Rebirth of the Sacred,” a new book by Robert Nadeau, includes important deeply interdisciplinary analyses of the causes of the human failures to protect the global environment ending with a call for a new synthesis of science, ethics, and religion that would form the basis for a world-wide social movement.

The book not only includes trenchant analyses of why current global economic and political systems are dysfunctional, it also contains very valuable explorations of many findings of contemporary physics, biology, and brain science which could form the basis of  a new deeper understanding of the fact that all people around the world are part of one human community dependent upon the global environment. And so the book not only helps explain what is wrong with human affairs at a time of growing global environmental crises, it points to a way forward.

The book makes a very compelling argument about why neoclassical economic theory which is now dominating public policy prescriptions globally is based upon obsolete and scientifically disproven assumptions of 18th Century physics. As we have written about extensively on this website, there are numerous serious ethical problems with most economic analyses of climate change policy options which are based upon neoclassical economic assumptions.  This new book, however, demonstrates that the neoclassical economic theory which both dominates global economic policy and often undermines climate change policy-making is not only deeply ethically flawed but also scientifically discredited.
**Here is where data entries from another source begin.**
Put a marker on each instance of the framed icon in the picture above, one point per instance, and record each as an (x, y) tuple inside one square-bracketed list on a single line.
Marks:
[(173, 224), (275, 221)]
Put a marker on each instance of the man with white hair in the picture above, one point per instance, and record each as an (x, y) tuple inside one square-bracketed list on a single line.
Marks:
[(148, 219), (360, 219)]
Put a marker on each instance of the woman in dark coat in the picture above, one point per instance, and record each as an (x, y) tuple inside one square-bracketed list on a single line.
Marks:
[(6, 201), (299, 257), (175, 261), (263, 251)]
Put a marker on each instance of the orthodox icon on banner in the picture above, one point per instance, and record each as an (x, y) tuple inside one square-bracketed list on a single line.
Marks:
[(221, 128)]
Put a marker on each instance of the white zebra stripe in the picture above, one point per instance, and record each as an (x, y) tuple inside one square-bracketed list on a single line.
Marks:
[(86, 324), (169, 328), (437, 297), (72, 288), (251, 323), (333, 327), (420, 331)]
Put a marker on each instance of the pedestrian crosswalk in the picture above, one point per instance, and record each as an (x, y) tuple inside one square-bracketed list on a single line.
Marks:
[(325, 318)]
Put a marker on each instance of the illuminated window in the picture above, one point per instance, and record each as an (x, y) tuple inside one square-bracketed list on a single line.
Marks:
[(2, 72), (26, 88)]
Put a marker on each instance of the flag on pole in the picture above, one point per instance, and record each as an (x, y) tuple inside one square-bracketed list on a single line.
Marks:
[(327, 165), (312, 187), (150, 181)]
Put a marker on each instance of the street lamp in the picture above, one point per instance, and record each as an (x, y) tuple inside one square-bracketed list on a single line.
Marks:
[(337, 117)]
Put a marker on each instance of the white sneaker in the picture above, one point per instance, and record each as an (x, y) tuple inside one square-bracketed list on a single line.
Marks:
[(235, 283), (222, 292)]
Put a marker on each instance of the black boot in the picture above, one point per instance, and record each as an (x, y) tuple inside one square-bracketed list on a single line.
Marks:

Thus the book’s explanation of the scientifically problematic assumptions of neoclassical economics is a valuable contribution to generating a better global understanding of what is wrong with the economic discourses that continue to be enormously influential in global affairs. For instance, the book explains why the widely held assumption that global markets, with a few minor government interventions, will solve pressing human problems is scientifically unsupportable.

Of particular value is the book’s explanation of recent brain science’s understanding of links between brain structure and human morality. In this regard the book concludes as follows which I now quote directly because of its potential importance:

There is now a growing consensus in both the hard and behavioral sciences that the human capacity to engage in spontaneous moral behavior is a product of evolution and is innate. And research in the behavioral sciences strongly suggest that the moral concepts and emotions associated with this behavior are universal in spite of the differences in standards for ethical behavior in diverse cultural contexts. For example, anthropologists Donald Brown (no relation to me) has compiled an impressively long list of these universal moral concepts and emotions, which includes distinctions between right and wrong; empathy; fairness; rights and obligations; prohibitions against murder, rape and other forms of violence; shame; taboos; and sanctions for wrongs against the community.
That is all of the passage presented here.